How to Extract a Twitter Profile URL (But Not Status URL) with a Regex
I've fairly recently added support within my site to replace URLs to Twitter profiles with @-username, so when the note was syndicated to Twitter it would be correct. However, because this is within the site's theme it depends completely on what is being used to render my site. This is less than ideal, and means if I were to move themes in the future, it would need to be reimplemented.

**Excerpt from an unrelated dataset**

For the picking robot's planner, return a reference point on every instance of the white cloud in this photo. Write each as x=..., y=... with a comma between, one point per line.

On Thursday, I noticed that the regex I'd been using hadn't quite worked:
#WiTNotts is kicking off with the wonderful @anna_hax and https://twitter.com/CarolSaysThings (https://t.co/OuhIIDsBjO) pic.twitter.com/erJejo6Un3
— Jamie Tanna | www.jvt.me (@JamieTanna) February 6, 2020
In this case the URL hadn't been caught as it didn't handle the URL being at the end of line, and with the two of these reasons in mind, I sought to rewrite it.

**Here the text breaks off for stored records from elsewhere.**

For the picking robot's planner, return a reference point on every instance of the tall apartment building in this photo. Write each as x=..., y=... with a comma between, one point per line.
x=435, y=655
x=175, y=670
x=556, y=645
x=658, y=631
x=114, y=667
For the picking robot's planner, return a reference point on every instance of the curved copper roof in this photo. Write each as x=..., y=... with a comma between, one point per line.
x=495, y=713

My goal was to match only the profile URLs i.e. https://twitter.com/JamieTanna
, not status URLs such as https://twitter.com/JamieTanna/status/1225494506558164992
.
The Regex I've come up with is:
(https:\/\/twitter.com\/(?![a-zA-Z0-9_]+\/)([a-zA-Z0-9_]+))
In my case, I've implemented this with a negative lookahead, which allows me to ignore the whole match if it ends with a /
, as that would indicate it's a status URL.
You can see it in action at regexr.com/4tsfr.